One of the easiest mistakes in a live game is treating hidden information like a UI problem.
It isn't.
If the backend returns the full quiz and the frontend just chooses not to render the future questions yet, then the future questions are already leaked. Maybe not visibly, but definitely technically. That’s fine for a toy app. It’s not fine for a game where fairness matters.
So Intelli Casino does something simple and important: it slices the question list on the server before the payload goes out.
The main guard lives in the game query
When a client asks for a game, the server fetches the quiz, the current questions, spectators, and user answers. Then it trims the quiz payload:
if (game?.quiz && game?.quiz?.questions) {
game.quiz.questions = game.quiz.questions.slice(0, game.currentQuestionIndex + 1);
} else {
throw new GraphQLError('Invalid quiz or questions data in game', {
extensions: { code: 'INVALID_GAME_DATA', http: { status: 400 } }
});
}
That's in queryResolvers.ts.
The key point is that the slice happens after loading the full question set from the database and before returning the GraphQL response. So the client only gets questions up to the current index.
That means:
- spectators can't inspect the next question in devtools
- players can't preload future questions through the normal game query
- late joiners still get the full visible history of the session so far
That's the right balance.
I duplicated the same protection when a spectator joins
There's a second place where this matters.
When a spectator gets attached to a game, the mutation also slices the questions before returning the updated game:
const updatedTransactionGame = await getGameUpdateData(gameId, updatedData);
if (updatedTransactionGame?.quiz && updatedTransactionGame?.quiz?.questions) {
updatedTransactionGame.quiz.questions =
updatedTransactionGame.quiz.questions.slice(0, updatedTransactionGame.currentQuestionIndex + 1);
}
That's in mutationResolvers.ts.
I duplicated that rule on purpose. Not because duplication is inherently good, but because the rule is important enough to enforce at every payload boundary that could expose the quiz. The more money or competitive value a game has, the less I want to rely on a single lucky code path staying intact forever.
The role model is part of the same story
The Prisma schema already treats spectators as a first-class relation on Game:
model Game {
id String @id @default(cuid())
playerId String
status GameStatus @default(OPEN)
currentQuestionIndex Int @default(0)
currentQuestionStartTime DateTime?
spectators User[] @relation("SpectatorsOfGame")
userAnswers UserAnswer[]
}
And on the frontend, the role affects behavior immediately.

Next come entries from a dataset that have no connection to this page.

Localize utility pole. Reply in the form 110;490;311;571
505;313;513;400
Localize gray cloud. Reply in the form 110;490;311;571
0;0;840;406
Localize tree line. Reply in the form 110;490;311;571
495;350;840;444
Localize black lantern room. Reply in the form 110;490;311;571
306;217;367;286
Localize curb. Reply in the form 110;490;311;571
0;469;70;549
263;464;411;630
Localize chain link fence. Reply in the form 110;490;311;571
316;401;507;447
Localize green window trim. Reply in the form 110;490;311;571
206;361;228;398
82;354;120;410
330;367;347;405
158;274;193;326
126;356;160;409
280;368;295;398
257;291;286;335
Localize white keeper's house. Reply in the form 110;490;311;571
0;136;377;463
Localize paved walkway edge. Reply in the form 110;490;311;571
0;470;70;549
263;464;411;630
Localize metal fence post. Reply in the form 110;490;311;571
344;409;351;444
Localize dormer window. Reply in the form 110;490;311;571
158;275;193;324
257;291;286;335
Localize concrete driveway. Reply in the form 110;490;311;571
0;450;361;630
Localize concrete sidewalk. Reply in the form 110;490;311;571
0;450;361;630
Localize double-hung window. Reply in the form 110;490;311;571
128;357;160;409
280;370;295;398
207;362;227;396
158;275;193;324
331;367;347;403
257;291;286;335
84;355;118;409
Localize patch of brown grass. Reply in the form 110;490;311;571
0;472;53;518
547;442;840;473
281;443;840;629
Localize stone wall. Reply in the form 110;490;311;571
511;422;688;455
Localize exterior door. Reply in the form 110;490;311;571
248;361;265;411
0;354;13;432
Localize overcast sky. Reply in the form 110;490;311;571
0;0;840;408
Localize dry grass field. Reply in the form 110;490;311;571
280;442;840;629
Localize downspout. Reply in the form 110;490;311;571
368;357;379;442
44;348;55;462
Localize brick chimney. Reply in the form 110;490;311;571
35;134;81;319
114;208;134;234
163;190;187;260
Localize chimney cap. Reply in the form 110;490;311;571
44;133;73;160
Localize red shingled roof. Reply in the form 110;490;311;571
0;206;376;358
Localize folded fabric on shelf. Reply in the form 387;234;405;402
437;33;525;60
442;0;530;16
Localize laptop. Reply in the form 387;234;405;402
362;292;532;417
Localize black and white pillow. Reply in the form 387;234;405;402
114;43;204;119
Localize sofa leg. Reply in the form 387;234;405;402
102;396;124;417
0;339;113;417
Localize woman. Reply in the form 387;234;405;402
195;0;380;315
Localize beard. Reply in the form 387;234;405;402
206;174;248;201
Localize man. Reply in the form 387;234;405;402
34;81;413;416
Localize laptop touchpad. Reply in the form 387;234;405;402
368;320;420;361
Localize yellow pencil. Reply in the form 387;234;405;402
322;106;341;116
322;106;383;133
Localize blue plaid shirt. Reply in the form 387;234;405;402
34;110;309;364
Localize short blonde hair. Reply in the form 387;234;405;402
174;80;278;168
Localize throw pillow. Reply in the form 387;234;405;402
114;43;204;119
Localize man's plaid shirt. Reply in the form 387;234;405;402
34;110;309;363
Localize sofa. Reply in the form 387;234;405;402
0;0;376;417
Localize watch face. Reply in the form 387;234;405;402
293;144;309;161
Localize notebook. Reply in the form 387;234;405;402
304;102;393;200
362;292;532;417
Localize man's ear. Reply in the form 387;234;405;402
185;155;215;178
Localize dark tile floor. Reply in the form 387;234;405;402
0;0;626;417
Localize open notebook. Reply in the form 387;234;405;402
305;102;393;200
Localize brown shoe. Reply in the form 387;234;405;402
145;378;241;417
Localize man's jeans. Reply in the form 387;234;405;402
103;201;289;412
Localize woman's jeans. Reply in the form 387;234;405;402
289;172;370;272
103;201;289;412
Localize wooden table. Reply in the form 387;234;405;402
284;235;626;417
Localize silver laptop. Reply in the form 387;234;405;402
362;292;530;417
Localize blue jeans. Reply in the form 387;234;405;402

In both MCQ.tsx and OpenEnded.tsx, where MCQ means multiple-choice question, a spectator gets connected to the game if they aren't already in it:
if (userRole === Role.SPECTATOR && game.status !== GameStatus.FINISHED && !isSpectator) {
addSpectatorToGame({ variables: { gameId, userId } });
}
That means spectator access isn't just a different button label. It's a distinct path through the game model, and the payload rules have to respect that.
Broadcasts make hidden-state bugs easier to miss
Realtime systems can fool you here.
Because clients are reacting to live updates, it’s tempting to think "the current question is what I’m rendering, so I’m safe." But GraphQL fragments can quietly pull in more than you intended. In this project, the shared fragment includes question fields like answer and blankedAnswer:
export const QUESTION_FRAGMENT = gql`
fragment QuestionFields on Question {
id
question
options
answer
blankedAnswer
}
`;
That makes server-side slicing even more important.
The actual lesson isn't "never put sensitive fields in GraphQL." The lesson is that once a field is in a shared fragment, you need to be extremely clear about which records are allowed to travel to which clients.
This project solves that mostly by limiting the question array itself.
That's a good pattern for games, auctions, interviews, exams, and anything else where the future state has value.
Fairness rules belong in the payload
If I rewrote this project, I'd keep this idea exactly as-is.
Not the specific GraphQL schema. Not necessarily the fragment layout. But definitely the rule that hidden game state must be enforced on the server response, not just hidden in React.
That's the line between "the UI looks fair" and "the system is fair."
The app code is here if you want to look through it: github.com/dmitryjum/intelli-casino.
Future questions aren't a styling concern. They're protected state.